I know that these aren't the worst but still not easy to sail in.
Could they not have waited for more calmer seas?"
This one isn't so bad, but the article clearly states that the Astrid was taking part in a Gathering Cruise
that was on its way to a classic boat festival and due to arrive that day in Kinsale. There was at least one other tall ship in the vicinity, as many of the crew were evacuated to that one. Additionally, these winds/waves are not usually dangerous for an ocean going vessel.
"In picture 3 of the article it appears the anchor
is still snuggly nestled on the bow."
This one's been addressed, as an anchor
is not always the solution.
"About your only hope in a situation like that is to have help nearby to give you a tow. even a small rib or two might have delayed the impact long enough for bigger power to arrive, but you're really at the mercy of the scene at that point."
Yep. They tried it to no avail. They were unable to safely pass a tow line to a larger vessel, as they were swept to the rocks too quickly. But they did try.
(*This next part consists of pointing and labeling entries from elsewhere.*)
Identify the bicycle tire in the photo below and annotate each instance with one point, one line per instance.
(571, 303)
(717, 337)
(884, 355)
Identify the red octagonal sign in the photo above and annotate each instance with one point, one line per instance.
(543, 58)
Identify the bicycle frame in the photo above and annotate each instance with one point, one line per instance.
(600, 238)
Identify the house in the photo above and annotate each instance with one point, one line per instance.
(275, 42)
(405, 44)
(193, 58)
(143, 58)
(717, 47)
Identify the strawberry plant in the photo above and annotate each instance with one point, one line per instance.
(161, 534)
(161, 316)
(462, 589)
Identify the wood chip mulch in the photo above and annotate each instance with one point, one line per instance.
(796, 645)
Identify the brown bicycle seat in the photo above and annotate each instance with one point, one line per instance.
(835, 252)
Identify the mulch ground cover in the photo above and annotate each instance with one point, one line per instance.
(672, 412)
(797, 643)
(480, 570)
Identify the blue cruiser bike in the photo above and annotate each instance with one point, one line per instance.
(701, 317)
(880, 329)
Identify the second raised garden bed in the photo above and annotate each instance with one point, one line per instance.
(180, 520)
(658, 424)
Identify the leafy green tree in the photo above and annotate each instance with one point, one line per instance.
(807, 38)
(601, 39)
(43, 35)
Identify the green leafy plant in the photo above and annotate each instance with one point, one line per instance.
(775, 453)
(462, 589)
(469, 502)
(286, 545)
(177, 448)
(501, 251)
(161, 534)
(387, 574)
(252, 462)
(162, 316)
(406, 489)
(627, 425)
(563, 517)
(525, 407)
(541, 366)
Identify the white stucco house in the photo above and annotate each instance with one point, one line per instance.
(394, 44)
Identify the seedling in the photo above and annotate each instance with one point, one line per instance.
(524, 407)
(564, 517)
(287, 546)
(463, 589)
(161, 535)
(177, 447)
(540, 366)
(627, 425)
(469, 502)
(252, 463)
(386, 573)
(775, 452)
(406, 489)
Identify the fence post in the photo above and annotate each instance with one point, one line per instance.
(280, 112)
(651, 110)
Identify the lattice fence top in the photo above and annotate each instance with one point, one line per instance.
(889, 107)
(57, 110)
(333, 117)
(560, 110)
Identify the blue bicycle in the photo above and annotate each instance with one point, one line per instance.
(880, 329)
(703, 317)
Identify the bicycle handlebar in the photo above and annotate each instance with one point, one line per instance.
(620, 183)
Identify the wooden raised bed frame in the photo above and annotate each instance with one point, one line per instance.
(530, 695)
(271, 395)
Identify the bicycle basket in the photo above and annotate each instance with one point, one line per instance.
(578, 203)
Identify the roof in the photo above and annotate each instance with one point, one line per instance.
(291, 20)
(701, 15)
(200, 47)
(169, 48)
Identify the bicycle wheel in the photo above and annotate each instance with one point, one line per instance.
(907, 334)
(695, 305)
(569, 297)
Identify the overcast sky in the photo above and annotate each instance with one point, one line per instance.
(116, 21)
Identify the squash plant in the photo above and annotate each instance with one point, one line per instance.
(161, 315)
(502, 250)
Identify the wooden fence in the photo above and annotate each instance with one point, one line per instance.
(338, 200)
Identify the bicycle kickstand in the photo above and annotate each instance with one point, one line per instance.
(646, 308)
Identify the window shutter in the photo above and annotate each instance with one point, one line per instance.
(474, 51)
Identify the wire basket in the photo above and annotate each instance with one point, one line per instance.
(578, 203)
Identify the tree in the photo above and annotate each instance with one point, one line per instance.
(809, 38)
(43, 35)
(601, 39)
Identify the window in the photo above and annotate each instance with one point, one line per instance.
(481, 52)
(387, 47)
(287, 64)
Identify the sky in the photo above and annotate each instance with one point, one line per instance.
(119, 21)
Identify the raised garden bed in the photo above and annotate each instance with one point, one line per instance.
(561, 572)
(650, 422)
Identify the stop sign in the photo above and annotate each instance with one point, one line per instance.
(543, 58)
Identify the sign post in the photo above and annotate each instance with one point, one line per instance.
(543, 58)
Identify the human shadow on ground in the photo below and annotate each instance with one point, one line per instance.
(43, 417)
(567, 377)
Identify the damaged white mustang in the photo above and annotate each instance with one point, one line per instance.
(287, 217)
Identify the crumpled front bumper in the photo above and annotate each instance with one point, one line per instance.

"Engine failure seems to foretell the end of these ships.... could it be they're really motor
boats? or is it the captain and crew dont have the experience to sail that type of vessel?"
They are sail boats that are trying to meet 21st Century schedules. While it is probably true that as a TRAINING vessel, this crew was not as experienced as they could have been, that does not mean that the Captain or professional crew were not up to the task. Remember, that in the age of sail before engines, many more vessels were lost
on lee shores. They usually didn't start blaming the crew (at least on merchant ships) unless there was gross misjudgment. There was a much higher acceptance for loss as there is today.
"This looks to me like a case of a skipper
who was primarily a motor boat captain rather than a sailor/square rig captain.
They were out of the tight confines of the harbor, and had room to sail, if they had a sail ready and crew able to handle it.
We all make mistakes
, and the trick is to learn from them. I think the lesson here is to have a sail to deploy if (when!) the engine fails."
First off, they probably struck their sails
to reduce windage as they were preparing to motor in to a harbor. I'm not sure which, if any, sails were set prior to the engine failing, but there were at least 4 set by the time she ran aground, and the youtube video of the incident shows them setting the main, and in the pictures it's easy to see that the fore lower tops'l is ready to set as well. On boats like this (and I have sailed a number of them), it takes a coordinated effort by many people to set the sails. They didn't do too bad, but it just wasn't enough. So, they obviously did have some sails ready to deploy and attempted to sail to safety
"I think you might have have as answered my question Evan. In looking at her configuration, couldn't Astrid have employed her aft missen and a jib
forward and sailed out of there? I am not trying to be critical, I am just wondering if she could have avoided the lee shore if : 1. She could get some cloth up quickly or 2. if the sails were already deployed and she was "motorsailing"."
Um...she's a brig. There is no mizzen sail. Additionally, with just her main and a jib, she wouldn't have had much force, and would have had a hell of a time keeping from being caught in irons. Furthermore, she had two headsails, a main stays'l, and the mains'l set before running aground (iirc from the video which I watched yesterday, she may have struck the mains'l prior to going aground, and eventually struck all the sails once aground, probably to prevent as much damage as possible and make the rescue
Ultimately, this was a very tragic loss of a tall ship. Luckily, nobody was killed, though. To defend the captain, when the engine quit, he tried to tow and sail the boat into safe water, but also had a boat full of what appears to be teenage trainees. Once it was clear that getting to safe water was not likely, he focused on getting them, and ultimately the whole crew, safely off the boat. This is foresight and good judgement, not incompetence. It was only about an hour from when they first had engine problems to when the boat was on the rocks and sinking. In that time, they were able to attempt two different means of saving the ship from going on the rocks, and then ultimately take measures to ensure the survival of the 30 people onboard. They called for help early, and there were no casualties. Captain and crew: success in a bad situation.